It is amazing how vivid the memories still are even after six years. Six years ago, I took a leap of faith into the world of motherhood.
This unexpected journey is against all my Tauruean sense of practicality and stability. It goes against every grain of my belief not to plunge into the unknown without taking a dip first.
But I did go through it, took the plunge and all, and emerged as a doting mother, not without the accompanying ‘tummy-novela’ of course.
My journey started on the first month of my pregnancy. I was confused, to say the least. With no plans of having a baby in the immediate horizon, I was at a loss. I honestly haven't prepared myself for the introduction of this new life. I was caught by the winds of change flat-footed.

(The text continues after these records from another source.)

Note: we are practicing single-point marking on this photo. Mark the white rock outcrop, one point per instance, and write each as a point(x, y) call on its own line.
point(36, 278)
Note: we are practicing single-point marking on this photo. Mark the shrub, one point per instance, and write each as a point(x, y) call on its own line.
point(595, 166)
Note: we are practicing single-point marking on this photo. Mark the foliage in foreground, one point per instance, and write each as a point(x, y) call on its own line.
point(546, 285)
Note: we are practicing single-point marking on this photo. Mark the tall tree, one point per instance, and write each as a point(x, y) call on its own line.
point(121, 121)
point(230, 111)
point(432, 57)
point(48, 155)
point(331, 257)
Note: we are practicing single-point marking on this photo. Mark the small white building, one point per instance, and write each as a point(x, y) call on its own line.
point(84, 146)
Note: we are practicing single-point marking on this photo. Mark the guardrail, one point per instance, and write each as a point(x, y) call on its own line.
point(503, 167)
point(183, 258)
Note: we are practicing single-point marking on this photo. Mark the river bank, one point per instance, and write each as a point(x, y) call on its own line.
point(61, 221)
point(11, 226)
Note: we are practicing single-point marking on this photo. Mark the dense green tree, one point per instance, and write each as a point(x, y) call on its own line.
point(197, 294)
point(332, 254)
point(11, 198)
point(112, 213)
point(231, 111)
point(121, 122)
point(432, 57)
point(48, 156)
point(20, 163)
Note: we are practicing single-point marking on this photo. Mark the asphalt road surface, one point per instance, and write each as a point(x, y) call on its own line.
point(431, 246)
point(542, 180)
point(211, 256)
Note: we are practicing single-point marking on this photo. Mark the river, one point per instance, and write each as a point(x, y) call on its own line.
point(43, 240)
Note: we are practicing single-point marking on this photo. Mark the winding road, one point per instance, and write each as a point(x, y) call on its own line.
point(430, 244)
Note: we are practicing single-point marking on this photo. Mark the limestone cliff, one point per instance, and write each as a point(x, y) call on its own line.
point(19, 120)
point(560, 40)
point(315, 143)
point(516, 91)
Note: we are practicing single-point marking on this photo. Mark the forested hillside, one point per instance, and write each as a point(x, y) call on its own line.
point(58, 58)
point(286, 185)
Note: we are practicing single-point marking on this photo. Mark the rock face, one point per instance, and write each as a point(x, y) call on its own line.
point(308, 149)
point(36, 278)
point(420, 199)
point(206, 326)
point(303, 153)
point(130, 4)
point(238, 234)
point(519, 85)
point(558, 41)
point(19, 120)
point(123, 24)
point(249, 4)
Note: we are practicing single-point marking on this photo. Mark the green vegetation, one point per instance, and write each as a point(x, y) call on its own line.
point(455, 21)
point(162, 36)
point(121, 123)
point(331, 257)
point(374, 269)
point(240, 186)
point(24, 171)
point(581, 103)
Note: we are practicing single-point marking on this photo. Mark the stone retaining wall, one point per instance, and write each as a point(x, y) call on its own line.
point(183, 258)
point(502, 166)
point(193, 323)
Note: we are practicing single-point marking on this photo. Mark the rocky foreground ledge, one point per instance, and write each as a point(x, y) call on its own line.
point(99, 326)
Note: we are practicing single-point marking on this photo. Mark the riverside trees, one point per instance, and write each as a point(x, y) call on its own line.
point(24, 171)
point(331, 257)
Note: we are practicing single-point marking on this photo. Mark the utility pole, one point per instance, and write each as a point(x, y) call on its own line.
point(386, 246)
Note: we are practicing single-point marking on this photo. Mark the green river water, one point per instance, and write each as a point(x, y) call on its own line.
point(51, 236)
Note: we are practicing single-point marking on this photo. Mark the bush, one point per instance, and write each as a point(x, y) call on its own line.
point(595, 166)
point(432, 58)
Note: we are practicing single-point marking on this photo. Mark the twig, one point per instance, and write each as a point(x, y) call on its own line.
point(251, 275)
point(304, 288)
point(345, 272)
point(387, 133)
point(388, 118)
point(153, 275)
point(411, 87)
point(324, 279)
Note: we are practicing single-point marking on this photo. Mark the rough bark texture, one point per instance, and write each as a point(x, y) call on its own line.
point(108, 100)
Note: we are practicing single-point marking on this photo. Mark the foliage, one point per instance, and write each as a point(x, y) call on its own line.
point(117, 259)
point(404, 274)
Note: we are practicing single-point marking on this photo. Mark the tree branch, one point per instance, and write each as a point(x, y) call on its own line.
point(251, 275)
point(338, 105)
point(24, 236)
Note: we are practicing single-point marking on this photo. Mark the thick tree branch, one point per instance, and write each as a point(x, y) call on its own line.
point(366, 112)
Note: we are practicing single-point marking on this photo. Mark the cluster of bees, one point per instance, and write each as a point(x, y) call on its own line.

I am financially and emotionally unqualified for this pregnancy. Besides, the pain of motherhood, literally speaking, still haunts me from my college days when we were shown very graphic videos of natural birthing.
For the next days, I embark on an emotional rollercoaster that can rival that of Enchanted Kingdom’s Space Shuttle. Yes, I have concerned terminating it “spontaneously.” It didn’t work because maybe, the effort to expunge the tiny creature is half-hearted. And maybe, just maybe, my baby’s will to live and be born is overwhelmingly strong that all my efforts are negated.
Weighing all the odds and heading the advice of wiser indviduals, I decided to keep the baby. It has already made itself very comfortable in its corner in my universe.
The moment I’ve decided to keep the baby, it is as if a dark ominous cloud lifted to reveal the golden sun. The ray of sunshine is most welcome. Days seem to be brighter, and the nights, more loving. I’m in a daze. I’m walking on clouds. Everything fell to its place.
Of course the moment I knew I was pregnant, I knew that I have to stop eating the deliciously sinful dinuguan of Goldilocks and switch to a more healthy lumpiang sariwa. I have to admit that I am not a very adventurous eater, so weaning myself away from the familiar dinuguan was a bit hard at first.
And letting go of the familiar and embracing the unfamiliar change in one’s life, such as becoming a mother for the first time, takes courage. Change may be the only thing constant in the world, but it is also one of the hardest things to accept at times.